Spice Flows Like Time

Didja hear? There’s a new trailer for Dune out! I haven’t seen it, because I already know I’m going to watch it, and the first trailer was super dope and I’m on board because the look is right and Dennis Villeneuve is a director whose work I love and, given his three-hit-combo of Sicario, Arrival, and Blade Runner 2049, I really think he’s someone who’ll be able to get the uncanny tone of Dune right.


Which reminds me, I really oughta reread that book sometime.

I read Dune around twelve years ago, eager to dive into a bastion of science fiction and to be able to make jokes about how “the spice must flow” while knowing the source (that’s important to me). Unfortunately, I didn’t really like it at the time. Like, it was fine, but it seemed dry to my eighteen-year-old self (who had just read The Hitchhiker’s Guide To The Galaxy) and I didn’t care too much for the feudalistic approach to it. In my mind, science fiction was meant to be more sweeping romance and adventure, and while Dune had it, it was weighed down by politicking and other concerns. Just wasn’t my speed.

I haven’t read the book again since (which, yes, is a huge lapse on my part), but I’ve read a lot of other books, learnt a lot more about science fiction (even took a class on it in college), and gotten old (yikes, I’m how old now?). In that time there’s a lot I’ve come to appreciate about my hazy recollections of Dune, like how Frank Herbert captures this sprawling sense of scale within the book. Heck, I even look back fondly on the politicking and how it’s not as easy as in other stories. I’m pretty confident I’ll like it a lot more now.
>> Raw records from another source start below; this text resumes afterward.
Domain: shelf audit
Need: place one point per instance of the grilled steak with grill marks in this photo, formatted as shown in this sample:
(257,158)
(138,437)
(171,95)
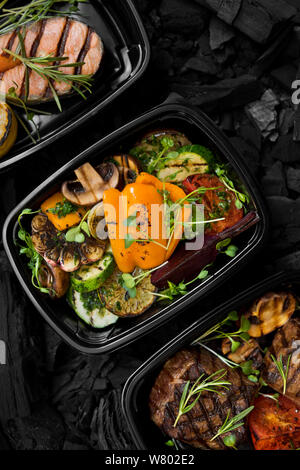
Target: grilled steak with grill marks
(286,342)
(201,423)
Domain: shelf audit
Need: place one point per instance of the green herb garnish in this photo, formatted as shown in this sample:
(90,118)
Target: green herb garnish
(213,383)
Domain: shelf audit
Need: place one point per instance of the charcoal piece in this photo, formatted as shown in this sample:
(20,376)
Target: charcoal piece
(273,182)
(226,94)
(283,211)
(219,33)
(22,381)
(293,179)
(263,113)
(286,150)
(183,17)
(108,428)
(43,430)
(285,75)
(248,152)
(255,19)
It’s pretty weird, to say now that, yes, I like Dune, even though I didn’t back when I’d read it. You’d think a reassessment and thus appreciation for something would have to be built on actually engaging in the piece in question, not just letting it gestate in the back of one’s mind for over a decade. Yet gestate and ferment it did, bereft of my reading any thinkpieces on the book, watching any adaptation of it, or really much of anything aside from following some of the news about Villeneuve’s movie. But at some point, I realized that, hey, Dune was pretty good.
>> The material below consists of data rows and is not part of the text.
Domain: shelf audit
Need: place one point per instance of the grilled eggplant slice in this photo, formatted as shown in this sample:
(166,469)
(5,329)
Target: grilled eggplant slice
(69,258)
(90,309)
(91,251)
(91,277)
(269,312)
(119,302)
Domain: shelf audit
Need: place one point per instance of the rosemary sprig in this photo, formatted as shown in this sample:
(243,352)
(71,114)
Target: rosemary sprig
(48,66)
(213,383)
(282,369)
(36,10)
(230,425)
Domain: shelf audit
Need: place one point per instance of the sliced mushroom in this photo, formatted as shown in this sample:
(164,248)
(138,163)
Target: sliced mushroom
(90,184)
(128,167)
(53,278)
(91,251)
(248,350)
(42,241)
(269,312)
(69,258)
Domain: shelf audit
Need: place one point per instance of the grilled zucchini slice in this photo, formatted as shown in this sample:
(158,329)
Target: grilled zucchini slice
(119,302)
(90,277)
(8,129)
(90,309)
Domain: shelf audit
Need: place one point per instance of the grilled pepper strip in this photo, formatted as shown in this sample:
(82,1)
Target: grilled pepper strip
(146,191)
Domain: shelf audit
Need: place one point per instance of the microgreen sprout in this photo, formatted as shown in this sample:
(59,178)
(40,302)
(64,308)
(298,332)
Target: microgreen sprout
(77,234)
Art, because yes, books, movies, and that weird painting in the McDonald’s bathroom is all art, is a two-way street. What you get out of it is based on what you put in, and the big thing you bring to art is you. And you change. So something you liked a lot once, you mayn’t like as much further down the road, and something you didn’t like could become something you love. The text of the piece is static, but you aren’t. I adore The Lord of The Rings for different reasons than I did when I was twelve and I appreciate (500) Days of Summer from a vastly different perspective than back in ’09. And maybe I’ll like Dune now; the actual book and not just the idea of it.

Just gotta figure where on earth my copy ended up.